Shimano also doesn't indicate compatibility for chainrings. Given the range is presented as 1x, could any narrow-wide chainring work? Could it be used with a 2x?

They also include specific hub, but the text only says that they come with a spacer required for LinkGlide. What about freehub body compatibility then?

  • Late to the game here, but what's the difference between "duability" and "wear resistance"?
    – Paul H
    Aug 7, 2023 at 17:34
  • 1
    @PaulH Good question :) I just quoted Shimano in that case.
    – Rеnаud
    Oct 27, 2023 at 7:36

1 Answer 1


To answer this question more accurately, based on Shimano's data.

It should be noted that in the meantime, Shimano has announced the CUES range - new range for entry level bikes, that is based on LinkGlide.

LinkGlide uses a standard 11-speed chain designs (even on 10-speed LinkGlide systems and 9 to 11 speed CUES - unlike "traditional" systems, there's only one chain type to be used), and can therefore be used on any non-LinkGlide 11-speed system, even 2x road/gravel groupsets.
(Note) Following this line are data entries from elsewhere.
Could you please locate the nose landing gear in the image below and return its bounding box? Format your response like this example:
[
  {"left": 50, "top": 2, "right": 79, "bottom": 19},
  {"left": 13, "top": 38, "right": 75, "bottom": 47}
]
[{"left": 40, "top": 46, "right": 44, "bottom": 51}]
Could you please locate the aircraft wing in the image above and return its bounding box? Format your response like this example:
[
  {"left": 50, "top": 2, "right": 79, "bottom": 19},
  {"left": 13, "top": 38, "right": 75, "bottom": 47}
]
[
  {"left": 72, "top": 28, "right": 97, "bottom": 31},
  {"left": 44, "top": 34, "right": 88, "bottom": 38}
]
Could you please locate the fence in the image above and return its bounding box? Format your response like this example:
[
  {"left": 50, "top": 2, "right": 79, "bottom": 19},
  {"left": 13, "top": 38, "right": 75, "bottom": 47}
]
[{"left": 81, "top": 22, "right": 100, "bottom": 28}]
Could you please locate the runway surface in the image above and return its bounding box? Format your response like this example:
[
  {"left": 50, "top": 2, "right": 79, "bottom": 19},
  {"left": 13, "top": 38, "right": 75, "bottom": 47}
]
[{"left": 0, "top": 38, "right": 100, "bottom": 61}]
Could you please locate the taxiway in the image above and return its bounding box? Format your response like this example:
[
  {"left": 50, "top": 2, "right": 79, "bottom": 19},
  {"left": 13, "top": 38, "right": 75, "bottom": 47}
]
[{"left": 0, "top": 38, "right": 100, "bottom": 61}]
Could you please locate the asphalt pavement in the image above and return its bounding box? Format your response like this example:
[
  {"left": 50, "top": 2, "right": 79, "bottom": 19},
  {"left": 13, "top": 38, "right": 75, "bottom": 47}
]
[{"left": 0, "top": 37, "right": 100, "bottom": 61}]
Unless there's new tech built into the chains, no significant gain durability gain to be expected by using a LG chain on a non LG system, even if they are compatible. That being said, they are the cheapest Shimano 11-speed chains, so may still make economic sense if their lifespan is comparable.

As stated in the previous answer, Linkglide cassette fit on standard Hyperglide freehub bodies (the spacer is then required when used with the road 11-speed variant), but because of the wider pitch between the cogs, there's more overhang over the free-hub body. Shimano mentions a possible interference with the spokes and derailleur when using an 11-speed cassettes with non-boost systems.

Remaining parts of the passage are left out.